Are optional non-capturing groups redundant?
Is the following regex:
(?:wo)?men
semantically equivalent to the following regex?
(wo)?men
Advertisement
Answer
Your (?:wo)?men
and (wo)?men
are semantically equivalent, but technically are different, namely, the first is using a non-capturing and the other a capturing group. Thus, the question is why use non-capturing groups when we have capturing ones?
Non-caprturing groups are of help sometimes.
- To avoid excessive number of backreferences (remember that it is sometimes difficult to use backreferences higher than 9)

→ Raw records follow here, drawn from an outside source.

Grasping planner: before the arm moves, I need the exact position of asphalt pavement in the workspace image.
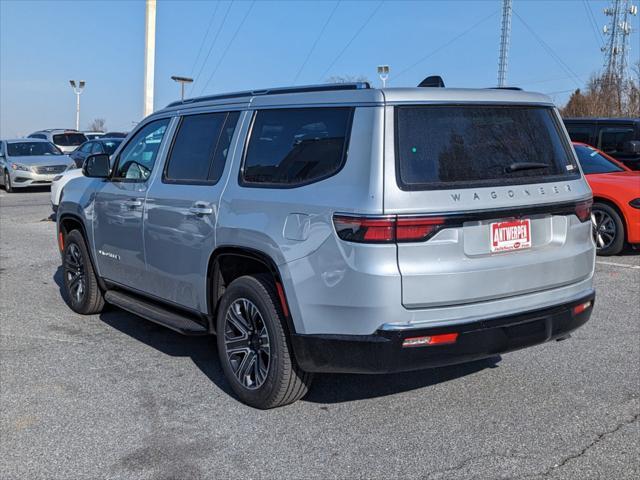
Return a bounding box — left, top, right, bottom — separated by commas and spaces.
0, 190, 640, 480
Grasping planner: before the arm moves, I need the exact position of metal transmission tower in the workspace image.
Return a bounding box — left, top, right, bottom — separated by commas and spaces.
602, 0, 638, 80
498, 0, 513, 87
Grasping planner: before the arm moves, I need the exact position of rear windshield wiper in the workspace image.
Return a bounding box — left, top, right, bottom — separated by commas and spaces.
504, 162, 549, 173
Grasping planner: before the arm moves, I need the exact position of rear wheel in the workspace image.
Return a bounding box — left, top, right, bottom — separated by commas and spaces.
591, 202, 625, 256
216, 275, 312, 409
4, 170, 13, 193
62, 230, 104, 315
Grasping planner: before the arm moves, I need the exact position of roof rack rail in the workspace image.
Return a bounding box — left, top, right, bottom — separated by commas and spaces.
166, 82, 371, 108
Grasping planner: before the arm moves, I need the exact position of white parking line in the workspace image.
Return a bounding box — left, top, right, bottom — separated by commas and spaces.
596, 260, 640, 269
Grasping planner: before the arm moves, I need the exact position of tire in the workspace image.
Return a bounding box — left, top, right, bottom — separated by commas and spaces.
4, 170, 13, 193
216, 275, 313, 409
62, 230, 104, 315
591, 202, 625, 256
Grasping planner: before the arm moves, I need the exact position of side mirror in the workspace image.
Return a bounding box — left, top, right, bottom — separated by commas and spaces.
622, 140, 640, 155
82, 153, 110, 178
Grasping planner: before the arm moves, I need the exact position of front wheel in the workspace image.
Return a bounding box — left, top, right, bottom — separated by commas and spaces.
591, 202, 624, 256
216, 275, 312, 409
62, 230, 104, 315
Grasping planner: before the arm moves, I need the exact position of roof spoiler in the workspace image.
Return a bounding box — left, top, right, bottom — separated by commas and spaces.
418, 75, 444, 88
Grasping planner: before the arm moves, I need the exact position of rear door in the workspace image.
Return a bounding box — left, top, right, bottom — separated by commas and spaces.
144, 111, 240, 312
385, 105, 593, 308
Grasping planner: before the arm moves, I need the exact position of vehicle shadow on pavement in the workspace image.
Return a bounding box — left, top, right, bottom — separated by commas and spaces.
303, 355, 502, 403
53, 267, 502, 404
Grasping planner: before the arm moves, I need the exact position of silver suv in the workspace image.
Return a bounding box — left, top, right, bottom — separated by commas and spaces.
29, 128, 87, 153
58, 84, 595, 408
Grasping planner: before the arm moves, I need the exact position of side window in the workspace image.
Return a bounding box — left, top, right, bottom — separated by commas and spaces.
164, 112, 238, 183
567, 125, 594, 145
113, 118, 170, 182
598, 127, 633, 153
91, 142, 104, 153
242, 107, 353, 188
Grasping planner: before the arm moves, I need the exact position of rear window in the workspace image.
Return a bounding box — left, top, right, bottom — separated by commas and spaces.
53, 133, 87, 147
242, 107, 353, 188
396, 105, 579, 190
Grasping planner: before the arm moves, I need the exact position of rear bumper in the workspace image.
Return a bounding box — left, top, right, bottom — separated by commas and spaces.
292, 291, 595, 373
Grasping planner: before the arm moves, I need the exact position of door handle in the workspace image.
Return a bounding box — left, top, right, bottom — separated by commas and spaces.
189, 202, 213, 215
124, 198, 142, 208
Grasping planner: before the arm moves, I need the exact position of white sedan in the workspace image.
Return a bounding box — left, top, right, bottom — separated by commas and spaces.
51, 167, 82, 212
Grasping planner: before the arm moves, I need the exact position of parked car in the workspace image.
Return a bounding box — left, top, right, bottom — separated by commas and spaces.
57, 84, 595, 408
104, 132, 127, 138
573, 142, 640, 255
69, 137, 122, 168
28, 128, 87, 153
82, 131, 105, 140
564, 118, 640, 170
0, 138, 73, 193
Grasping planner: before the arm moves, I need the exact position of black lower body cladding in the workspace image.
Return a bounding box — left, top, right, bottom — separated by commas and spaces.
292, 292, 595, 373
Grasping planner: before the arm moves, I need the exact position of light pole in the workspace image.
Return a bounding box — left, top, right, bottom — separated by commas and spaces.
171, 75, 193, 100
69, 80, 86, 130
378, 65, 389, 88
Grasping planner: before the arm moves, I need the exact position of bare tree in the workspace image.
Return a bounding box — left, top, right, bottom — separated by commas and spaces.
562, 62, 640, 117
87, 118, 107, 132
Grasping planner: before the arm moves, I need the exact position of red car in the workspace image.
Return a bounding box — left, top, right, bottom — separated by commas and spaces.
573, 142, 640, 255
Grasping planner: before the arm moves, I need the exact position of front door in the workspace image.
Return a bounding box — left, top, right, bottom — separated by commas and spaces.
93, 118, 170, 290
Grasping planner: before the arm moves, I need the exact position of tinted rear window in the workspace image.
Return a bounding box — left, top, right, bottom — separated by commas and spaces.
53, 133, 87, 147
242, 107, 353, 187
396, 105, 579, 190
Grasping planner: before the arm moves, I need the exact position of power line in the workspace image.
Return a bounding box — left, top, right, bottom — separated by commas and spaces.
293, 0, 340, 85
582, 0, 604, 47
189, 0, 233, 93
189, 2, 220, 77
320, 0, 385, 81
513, 9, 584, 86
392, 10, 498, 79
200, 0, 256, 94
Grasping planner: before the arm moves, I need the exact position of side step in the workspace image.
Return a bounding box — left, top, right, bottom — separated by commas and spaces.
104, 290, 209, 335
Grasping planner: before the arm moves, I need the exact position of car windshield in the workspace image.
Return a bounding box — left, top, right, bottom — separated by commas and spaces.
396, 105, 578, 190
574, 145, 624, 175
53, 133, 87, 147
102, 140, 122, 155
7, 142, 62, 157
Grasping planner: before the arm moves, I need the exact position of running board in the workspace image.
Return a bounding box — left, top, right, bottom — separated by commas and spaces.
104, 290, 209, 335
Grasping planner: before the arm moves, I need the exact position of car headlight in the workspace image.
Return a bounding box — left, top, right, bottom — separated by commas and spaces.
11, 163, 31, 172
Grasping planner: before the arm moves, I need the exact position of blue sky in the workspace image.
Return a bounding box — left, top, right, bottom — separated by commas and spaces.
0, 0, 640, 138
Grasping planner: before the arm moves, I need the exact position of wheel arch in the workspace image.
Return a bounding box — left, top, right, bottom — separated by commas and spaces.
593, 195, 629, 243
207, 246, 296, 334
58, 213, 107, 290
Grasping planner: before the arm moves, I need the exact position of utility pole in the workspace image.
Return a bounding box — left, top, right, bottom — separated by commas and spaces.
602, 0, 638, 81
69, 80, 86, 131
171, 75, 193, 101
498, 0, 513, 87
143, 0, 156, 117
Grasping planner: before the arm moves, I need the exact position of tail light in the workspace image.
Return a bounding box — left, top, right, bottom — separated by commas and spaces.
333, 215, 445, 243
576, 199, 593, 222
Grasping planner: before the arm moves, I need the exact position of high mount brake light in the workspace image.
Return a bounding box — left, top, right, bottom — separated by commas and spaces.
333, 215, 445, 243
576, 200, 593, 222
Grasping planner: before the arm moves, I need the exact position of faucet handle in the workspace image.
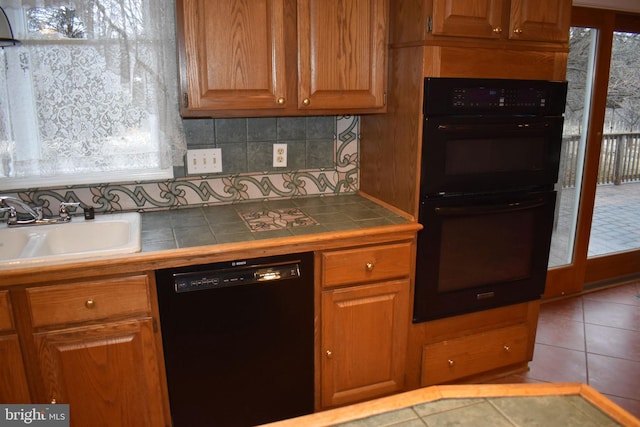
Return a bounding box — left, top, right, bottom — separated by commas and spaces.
0, 206, 18, 224
60, 202, 80, 218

- To avoid the problem with 99 numbered backreferences limit (by reducing the number of numbered capturing groups) (source: Regular-expressions.info: Most regex flavors support up to 99 capturing groups and double-digit backreferences.)
NOTE this does not pertain to Java regex engine, nor to PHP or .NET regex engines. - To lessen the overhead caused by storing the captures in the stack
- We can add more groupings to existing regex without ruining the order of capturing groups.
Also, it is just makes our matches cleaner:
You can use a non-capturing group to retain the organisational or grouping benefits but without the overhead of capturing.
It does not seem a good idea to re-factor existing regular expressions to convert capturing to non-capturing groups, since it may ruin the code or require too much effort.